Love Me Love Me Knot Page 11
She straightened back up and faced Ryan who was leaning his back against the railing. “What do you want to do?”
Sophie bit her lip. That tour sign led to something promising. Very likely ample, untouched unique valuables would be everywhere. Maybe she’d find a priceless artifact washed ashore on the beach. But how could she slip down to the shoreline unnoticed? She huffed as the kayak sign grew more promising than just a stroll on the beach. A plan formed in her mind, but first she needed to ditch Ryan. She didn’t want him tagging along to try and talk her out of it.
She scanned the vendors, searching for a diversion.
A long line snaked from a standalone, refrigerated cart with an umbrella shading it. A six-foot-tall pineapple cardboard cutout stood next to it advertising some sort of pineapple smoothie goodness.
“Actually, I’m parched.” She gestured toward the cart. “Those drinks look really refreshing. Mind getting me one?” She batted her lashes for good measure.
“Yeah, sure. Anything to eat? Looks like your only choice is fish tacos, wrapped in a fried tortilla.
“Gross.”
“Suit yourself. I’m starving.” He graced her with a heart-stopping grin then disappeared into the crowd.
A twinge of guilt swirled through her. He was being so nice, and she was ditching him. But for good reason. He had been very clear last night that the scavenger hunt was off limits, not that he was her boss. But if he knew what she was up to, it would put him in an uncomfortable position. He’d have to pick loyalty to her or loyalty to his job. And she knew from past experience, Ryan was a career first kind of man.
But her girls came before anything. She shoved the guilt aside and ducked behind a tall man with an oversized straw hat, shadowing him until she reached the stone stairs that led down to the beach.

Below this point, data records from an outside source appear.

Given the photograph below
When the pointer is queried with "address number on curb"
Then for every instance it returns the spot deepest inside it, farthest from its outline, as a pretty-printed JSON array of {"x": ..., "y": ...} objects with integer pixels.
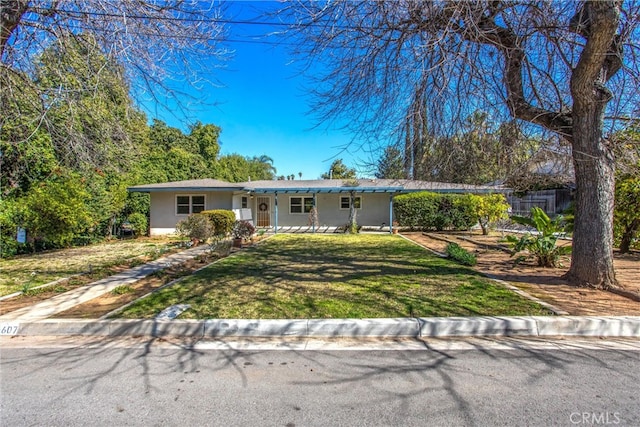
[{"x": 9, "y": 328}]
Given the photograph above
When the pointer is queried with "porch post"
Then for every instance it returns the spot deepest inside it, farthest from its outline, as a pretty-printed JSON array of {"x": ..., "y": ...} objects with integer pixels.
[
  {"x": 315, "y": 215},
  {"x": 276, "y": 218},
  {"x": 391, "y": 213}
]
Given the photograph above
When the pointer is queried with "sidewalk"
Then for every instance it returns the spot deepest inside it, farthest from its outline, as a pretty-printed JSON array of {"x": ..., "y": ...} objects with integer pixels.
[
  {"x": 33, "y": 320},
  {"x": 70, "y": 299}
]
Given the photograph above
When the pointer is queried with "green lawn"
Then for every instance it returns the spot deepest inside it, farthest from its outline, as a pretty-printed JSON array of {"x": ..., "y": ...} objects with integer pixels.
[
  {"x": 27, "y": 271},
  {"x": 335, "y": 276}
]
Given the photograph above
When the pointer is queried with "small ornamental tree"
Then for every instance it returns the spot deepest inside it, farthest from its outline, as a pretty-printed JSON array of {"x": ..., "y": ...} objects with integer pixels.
[
  {"x": 55, "y": 210},
  {"x": 139, "y": 223},
  {"x": 222, "y": 221},
  {"x": 197, "y": 227},
  {"x": 489, "y": 208},
  {"x": 543, "y": 244},
  {"x": 243, "y": 230}
]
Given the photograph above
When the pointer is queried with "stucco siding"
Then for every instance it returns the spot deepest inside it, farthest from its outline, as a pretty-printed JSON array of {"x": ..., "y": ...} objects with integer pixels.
[
  {"x": 374, "y": 210},
  {"x": 163, "y": 215}
]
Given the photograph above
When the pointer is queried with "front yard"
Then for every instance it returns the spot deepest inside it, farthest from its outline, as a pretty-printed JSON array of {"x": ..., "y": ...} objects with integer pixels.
[
  {"x": 27, "y": 271},
  {"x": 335, "y": 276}
]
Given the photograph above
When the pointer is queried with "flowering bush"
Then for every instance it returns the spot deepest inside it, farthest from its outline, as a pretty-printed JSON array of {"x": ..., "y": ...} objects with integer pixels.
[{"x": 243, "y": 230}]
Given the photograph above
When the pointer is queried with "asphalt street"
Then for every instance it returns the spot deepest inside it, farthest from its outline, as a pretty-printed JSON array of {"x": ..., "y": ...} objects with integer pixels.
[{"x": 68, "y": 381}]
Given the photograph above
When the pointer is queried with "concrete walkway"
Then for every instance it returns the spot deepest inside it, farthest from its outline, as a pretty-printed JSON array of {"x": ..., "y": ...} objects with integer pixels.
[
  {"x": 70, "y": 299},
  {"x": 34, "y": 320}
]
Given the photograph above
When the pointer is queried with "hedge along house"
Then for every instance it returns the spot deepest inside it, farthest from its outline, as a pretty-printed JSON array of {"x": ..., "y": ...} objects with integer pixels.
[{"x": 309, "y": 205}]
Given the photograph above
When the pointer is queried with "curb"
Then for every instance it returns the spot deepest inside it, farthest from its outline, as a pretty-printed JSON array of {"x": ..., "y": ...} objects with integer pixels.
[{"x": 525, "y": 326}]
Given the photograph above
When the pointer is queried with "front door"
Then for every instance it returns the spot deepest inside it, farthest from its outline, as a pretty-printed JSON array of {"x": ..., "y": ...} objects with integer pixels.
[{"x": 264, "y": 212}]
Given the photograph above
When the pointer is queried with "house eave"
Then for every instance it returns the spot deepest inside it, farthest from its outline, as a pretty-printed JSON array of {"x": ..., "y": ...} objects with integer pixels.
[{"x": 182, "y": 189}]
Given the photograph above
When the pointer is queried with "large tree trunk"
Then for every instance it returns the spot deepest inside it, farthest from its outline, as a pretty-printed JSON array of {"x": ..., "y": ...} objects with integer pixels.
[
  {"x": 593, "y": 159},
  {"x": 627, "y": 236},
  {"x": 592, "y": 255}
]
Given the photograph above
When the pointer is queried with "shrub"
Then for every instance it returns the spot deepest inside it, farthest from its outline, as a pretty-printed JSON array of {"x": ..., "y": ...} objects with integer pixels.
[
  {"x": 426, "y": 210},
  {"x": 243, "y": 230},
  {"x": 460, "y": 254},
  {"x": 222, "y": 221},
  {"x": 196, "y": 227},
  {"x": 488, "y": 209},
  {"x": 543, "y": 244},
  {"x": 139, "y": 223}
]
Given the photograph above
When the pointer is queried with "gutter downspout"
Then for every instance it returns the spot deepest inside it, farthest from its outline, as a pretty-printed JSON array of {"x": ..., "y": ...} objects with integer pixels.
[
  {"x": 391, "y": 213},
  {"x": 276, "y": 218}
]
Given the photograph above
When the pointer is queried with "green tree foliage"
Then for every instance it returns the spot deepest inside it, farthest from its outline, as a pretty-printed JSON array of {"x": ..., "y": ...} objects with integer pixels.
[
  {"x": 11, "y": 217},
  {"x": 339, "y": 170},
  {"x": 390, "y": 165},
  {"x": 478, "y": 154},
  {"x": 237, "y": 168},
  {"x": 222, "y": 221},
  {"x": 488, "y": 209},
  {"x": 27, "y": 153},
  {"x": 55, "y": 211},
  {"x": 197, "y": 227},
  {"x": 426, "y": 210},
  {"x": 88, "y": 128},
  {"x": 543, "y": 244},
  {"x": 206, "y": 137}
]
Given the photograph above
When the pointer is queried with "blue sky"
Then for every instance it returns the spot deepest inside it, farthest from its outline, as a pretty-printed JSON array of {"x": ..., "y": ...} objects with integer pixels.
[{"x": 263, "y": 107}]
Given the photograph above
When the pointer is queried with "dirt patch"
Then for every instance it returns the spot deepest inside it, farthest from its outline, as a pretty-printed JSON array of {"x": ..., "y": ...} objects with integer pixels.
[{"x": 544, "y": 283}]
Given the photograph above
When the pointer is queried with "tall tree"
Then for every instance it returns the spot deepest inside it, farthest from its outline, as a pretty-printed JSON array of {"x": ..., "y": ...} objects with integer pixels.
[
  {"x": 391, "y": 164},
  {"x": 154, "y": 44},
  {"x": 339, "y": 170},
  {"x": 556, "y": 65}
]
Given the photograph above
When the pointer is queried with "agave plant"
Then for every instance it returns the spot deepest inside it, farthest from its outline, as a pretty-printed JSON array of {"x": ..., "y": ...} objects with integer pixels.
[{"x": 542, "y": 245}]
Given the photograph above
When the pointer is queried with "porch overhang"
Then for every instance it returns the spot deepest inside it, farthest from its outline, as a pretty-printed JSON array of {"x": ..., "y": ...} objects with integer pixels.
[{"x": 326, "y": 190}]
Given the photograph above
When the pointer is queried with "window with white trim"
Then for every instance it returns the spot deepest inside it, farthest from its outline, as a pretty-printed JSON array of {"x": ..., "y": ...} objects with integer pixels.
[
  {"x": 186, "y": 205},
  {"x": 345, "y": 202},
  {"x": 300, "y": 204}
]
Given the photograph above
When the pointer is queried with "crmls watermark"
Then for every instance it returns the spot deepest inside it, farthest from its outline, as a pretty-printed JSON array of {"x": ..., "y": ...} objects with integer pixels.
[{"x": 595, "y": 418}]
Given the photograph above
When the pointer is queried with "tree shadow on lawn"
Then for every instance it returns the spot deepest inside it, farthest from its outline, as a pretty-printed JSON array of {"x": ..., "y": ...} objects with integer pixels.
[{"x": 302, "y": 282}]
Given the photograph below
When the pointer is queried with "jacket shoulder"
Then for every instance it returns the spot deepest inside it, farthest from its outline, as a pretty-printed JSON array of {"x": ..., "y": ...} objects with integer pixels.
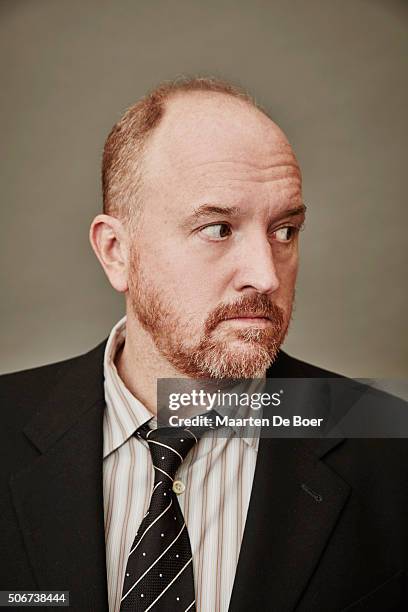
[
  {"x": 286, "y": 366},
  {"x": 22, "y": 392}
]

“Would you mind taking our picture, miss?” a nerdy tourist-to-the-T asked, shoving a gargantuan camera in her hands, breaching her bubble.

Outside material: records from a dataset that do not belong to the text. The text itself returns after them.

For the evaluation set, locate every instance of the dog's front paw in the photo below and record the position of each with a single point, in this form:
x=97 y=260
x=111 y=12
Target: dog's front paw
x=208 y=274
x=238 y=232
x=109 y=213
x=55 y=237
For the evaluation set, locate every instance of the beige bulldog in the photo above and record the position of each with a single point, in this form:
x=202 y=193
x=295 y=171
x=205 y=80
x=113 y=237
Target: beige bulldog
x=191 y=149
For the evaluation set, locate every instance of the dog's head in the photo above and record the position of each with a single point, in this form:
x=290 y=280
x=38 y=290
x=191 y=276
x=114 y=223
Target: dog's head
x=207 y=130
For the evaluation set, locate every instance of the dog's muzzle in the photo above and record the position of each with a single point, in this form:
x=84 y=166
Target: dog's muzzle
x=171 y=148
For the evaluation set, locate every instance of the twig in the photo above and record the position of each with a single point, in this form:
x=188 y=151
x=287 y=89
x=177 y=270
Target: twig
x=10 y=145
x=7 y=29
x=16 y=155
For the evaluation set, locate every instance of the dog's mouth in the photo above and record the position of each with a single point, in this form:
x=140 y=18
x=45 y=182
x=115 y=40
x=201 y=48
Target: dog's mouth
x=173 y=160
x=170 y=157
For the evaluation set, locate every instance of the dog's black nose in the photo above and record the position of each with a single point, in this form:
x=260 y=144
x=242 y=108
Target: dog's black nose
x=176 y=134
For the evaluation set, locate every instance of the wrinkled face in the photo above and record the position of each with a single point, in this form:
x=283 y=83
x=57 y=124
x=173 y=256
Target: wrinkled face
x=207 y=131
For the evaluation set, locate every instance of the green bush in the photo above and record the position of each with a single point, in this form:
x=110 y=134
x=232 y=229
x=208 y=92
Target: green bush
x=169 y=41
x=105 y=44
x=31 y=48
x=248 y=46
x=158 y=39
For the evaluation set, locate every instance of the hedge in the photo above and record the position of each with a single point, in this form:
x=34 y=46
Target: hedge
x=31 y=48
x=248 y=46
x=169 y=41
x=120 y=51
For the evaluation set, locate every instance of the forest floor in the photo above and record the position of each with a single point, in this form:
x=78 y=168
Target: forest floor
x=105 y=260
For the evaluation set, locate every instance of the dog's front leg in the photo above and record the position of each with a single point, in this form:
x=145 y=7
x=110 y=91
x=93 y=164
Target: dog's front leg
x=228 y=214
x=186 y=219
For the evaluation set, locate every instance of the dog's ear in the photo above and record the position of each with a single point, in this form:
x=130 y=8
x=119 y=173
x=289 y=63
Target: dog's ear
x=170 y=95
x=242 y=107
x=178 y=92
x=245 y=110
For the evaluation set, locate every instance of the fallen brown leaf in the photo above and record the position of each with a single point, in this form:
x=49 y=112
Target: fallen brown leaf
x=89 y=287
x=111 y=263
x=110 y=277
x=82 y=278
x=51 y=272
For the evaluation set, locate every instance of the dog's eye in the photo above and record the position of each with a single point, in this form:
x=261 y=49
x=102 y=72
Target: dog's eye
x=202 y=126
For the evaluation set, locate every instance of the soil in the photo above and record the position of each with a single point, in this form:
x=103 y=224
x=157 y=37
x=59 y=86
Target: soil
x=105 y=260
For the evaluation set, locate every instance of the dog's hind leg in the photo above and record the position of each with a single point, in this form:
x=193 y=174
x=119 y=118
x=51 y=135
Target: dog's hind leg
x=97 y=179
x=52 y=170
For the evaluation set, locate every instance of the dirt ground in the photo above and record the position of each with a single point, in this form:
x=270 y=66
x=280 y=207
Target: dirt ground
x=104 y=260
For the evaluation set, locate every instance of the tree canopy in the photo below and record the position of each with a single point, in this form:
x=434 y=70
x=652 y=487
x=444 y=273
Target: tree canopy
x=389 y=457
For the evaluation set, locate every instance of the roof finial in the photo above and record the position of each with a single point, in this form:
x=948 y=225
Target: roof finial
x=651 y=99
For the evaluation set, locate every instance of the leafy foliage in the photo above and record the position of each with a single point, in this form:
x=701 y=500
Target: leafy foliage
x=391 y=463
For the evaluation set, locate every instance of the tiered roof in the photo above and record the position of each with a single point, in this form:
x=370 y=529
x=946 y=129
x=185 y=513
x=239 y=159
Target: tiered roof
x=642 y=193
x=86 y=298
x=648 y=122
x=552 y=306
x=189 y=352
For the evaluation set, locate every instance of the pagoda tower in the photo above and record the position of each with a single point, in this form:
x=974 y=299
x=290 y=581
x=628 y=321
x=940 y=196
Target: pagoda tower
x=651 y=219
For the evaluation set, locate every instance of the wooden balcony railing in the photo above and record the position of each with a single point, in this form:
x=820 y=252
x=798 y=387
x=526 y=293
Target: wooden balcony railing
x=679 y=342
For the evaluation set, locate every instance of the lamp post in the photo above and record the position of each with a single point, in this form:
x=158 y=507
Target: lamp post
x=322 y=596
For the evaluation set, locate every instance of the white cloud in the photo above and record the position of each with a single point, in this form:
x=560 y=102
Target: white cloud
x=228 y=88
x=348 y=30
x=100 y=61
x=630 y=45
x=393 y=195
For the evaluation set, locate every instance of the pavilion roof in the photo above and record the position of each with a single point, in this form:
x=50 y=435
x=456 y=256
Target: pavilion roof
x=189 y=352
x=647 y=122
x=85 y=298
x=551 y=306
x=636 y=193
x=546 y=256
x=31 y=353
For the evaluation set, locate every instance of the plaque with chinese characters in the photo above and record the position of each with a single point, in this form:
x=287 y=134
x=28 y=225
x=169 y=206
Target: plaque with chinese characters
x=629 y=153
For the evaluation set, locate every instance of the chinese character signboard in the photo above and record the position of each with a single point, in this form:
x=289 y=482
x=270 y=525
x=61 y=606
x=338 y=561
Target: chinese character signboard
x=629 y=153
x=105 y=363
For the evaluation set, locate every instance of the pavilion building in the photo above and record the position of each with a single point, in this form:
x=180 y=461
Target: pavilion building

Sophie took a huge step back and apprehensively accepted the Nikon. She’d seen enough Dateline episodes where con artists use the non-threatening ploy of asking favors of an unsuspecting stranger before they put a pillowcase over the tourist’s head and ship them to a foreign country.
However, between this guy’s enthusiastic nodding that bordered Tourette’s, and his overly white legs blinding her, he lacked way too much stealth to be an efficient kidnapper.

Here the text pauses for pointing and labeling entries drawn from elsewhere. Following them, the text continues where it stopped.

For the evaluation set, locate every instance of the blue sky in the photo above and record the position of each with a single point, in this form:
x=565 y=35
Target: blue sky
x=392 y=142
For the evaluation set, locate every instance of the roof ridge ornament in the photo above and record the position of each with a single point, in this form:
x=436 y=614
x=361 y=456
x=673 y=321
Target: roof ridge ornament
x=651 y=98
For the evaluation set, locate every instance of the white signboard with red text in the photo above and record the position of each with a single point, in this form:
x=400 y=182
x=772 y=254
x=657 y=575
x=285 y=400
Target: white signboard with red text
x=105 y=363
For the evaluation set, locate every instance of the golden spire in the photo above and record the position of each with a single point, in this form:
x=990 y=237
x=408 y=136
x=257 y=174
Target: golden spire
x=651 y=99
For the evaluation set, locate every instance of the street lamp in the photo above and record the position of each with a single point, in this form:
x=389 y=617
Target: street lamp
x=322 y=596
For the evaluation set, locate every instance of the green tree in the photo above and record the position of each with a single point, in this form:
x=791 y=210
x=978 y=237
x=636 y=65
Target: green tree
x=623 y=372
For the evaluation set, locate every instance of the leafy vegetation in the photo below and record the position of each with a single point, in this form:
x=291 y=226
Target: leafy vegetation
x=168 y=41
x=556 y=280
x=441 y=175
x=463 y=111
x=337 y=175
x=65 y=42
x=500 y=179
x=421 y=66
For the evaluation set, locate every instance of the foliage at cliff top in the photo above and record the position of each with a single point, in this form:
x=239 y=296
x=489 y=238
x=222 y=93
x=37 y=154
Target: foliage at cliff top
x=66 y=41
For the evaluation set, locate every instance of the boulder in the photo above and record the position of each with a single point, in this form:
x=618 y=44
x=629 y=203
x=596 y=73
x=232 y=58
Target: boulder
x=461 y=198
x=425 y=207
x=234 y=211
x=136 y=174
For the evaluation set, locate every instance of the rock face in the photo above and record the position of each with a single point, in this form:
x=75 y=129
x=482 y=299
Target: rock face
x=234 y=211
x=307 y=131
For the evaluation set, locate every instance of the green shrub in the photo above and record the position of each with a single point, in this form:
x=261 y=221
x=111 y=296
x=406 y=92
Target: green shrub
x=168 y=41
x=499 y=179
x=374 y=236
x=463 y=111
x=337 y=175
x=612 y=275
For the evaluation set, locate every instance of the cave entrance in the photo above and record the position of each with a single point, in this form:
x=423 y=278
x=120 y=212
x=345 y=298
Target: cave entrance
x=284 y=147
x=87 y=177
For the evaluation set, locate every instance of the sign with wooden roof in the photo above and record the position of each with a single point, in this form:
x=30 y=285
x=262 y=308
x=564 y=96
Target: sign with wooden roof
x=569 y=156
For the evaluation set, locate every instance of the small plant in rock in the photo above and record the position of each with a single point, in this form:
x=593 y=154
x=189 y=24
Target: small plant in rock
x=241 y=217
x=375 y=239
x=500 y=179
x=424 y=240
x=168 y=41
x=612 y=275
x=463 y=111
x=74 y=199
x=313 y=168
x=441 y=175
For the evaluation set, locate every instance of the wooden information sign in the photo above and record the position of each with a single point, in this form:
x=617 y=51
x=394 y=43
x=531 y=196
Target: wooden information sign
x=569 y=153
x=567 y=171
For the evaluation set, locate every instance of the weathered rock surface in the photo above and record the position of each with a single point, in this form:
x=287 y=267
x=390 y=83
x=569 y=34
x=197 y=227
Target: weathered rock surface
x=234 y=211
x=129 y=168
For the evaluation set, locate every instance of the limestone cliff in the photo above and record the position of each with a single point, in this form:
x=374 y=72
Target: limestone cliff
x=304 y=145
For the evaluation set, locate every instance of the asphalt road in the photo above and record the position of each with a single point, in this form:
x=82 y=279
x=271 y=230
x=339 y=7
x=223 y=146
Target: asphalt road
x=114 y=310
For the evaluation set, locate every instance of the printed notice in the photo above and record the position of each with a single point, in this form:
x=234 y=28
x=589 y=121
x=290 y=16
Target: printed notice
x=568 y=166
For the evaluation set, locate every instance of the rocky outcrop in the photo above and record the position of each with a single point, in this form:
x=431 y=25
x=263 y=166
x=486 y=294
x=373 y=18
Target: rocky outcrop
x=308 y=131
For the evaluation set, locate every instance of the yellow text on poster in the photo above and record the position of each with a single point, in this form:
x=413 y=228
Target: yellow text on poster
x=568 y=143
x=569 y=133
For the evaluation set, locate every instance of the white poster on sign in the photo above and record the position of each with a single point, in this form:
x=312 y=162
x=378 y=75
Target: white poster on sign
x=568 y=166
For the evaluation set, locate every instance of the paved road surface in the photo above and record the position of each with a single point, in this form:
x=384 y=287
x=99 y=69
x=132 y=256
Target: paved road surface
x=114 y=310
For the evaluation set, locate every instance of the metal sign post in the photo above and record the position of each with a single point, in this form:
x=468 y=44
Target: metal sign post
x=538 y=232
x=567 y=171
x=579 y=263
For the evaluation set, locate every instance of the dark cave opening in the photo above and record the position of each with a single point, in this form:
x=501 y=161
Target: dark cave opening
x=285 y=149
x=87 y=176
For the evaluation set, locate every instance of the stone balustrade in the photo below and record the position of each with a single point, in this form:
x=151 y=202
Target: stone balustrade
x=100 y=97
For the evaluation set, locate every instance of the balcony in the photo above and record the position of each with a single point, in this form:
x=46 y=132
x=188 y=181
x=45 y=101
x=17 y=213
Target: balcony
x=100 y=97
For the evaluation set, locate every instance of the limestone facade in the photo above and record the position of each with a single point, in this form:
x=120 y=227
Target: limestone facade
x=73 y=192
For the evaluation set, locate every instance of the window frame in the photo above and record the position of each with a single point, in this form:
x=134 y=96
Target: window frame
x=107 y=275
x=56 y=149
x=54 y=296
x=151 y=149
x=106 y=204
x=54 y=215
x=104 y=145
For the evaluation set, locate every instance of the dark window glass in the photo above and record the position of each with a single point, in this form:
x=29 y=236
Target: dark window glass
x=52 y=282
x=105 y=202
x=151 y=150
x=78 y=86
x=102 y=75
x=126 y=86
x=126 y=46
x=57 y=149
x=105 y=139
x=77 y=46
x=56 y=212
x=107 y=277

“Of course.” Sophie grinned, using this as an excuse to make sure Ryan was in line. And he was. Sophie held the camera up and brought the family into focus. All four members looked disturbingly alike. Four redheaded, freckled-faced lookalikes with glasses and cherry lips stared back at her. They were like a little pack of nerdlings.
“Say cheese.” As the family came into focus so did the details of what she would use to find her winning scavenger hunt item. Down the steps that led to the far end of La Bufadora’s shoreline, her opportunity waded in the water. Four snapshots later, she handed the camera to the littlest redhead who had more freckles on his face than sand on the beach. Cute little nerdling.
A group of tourists in kayaks floated by with a tour guide directing them when to paddle and how to maneuver. She followed the tour sign to a booth made from driftwood and two-by-fours. Its wood was cracked and faded from the sun, which convinced Sophie the business had been around long enough to offer safe boats.
She approached the guy manning the kayaks, ignoring the momentous warning sign flashing in the forefront of her mind.
So what if she had never operated a kayak in her life, how hard could it be? Kayaks peppered the ocean, their occupants looked like they were having the time of their lives. If these tourists could do it, so could she. She’d just do what she always did . . . sink until she swam.
~ ~ ~
“You ever operate one of these?” a tour guide asked. He handed her the release and liability paperwork on a clipboard.
“Absolutely,” Sophie lied. If she had a nickel for every fib she’d uttered on this trip, the café’s debt would likely be paid in full.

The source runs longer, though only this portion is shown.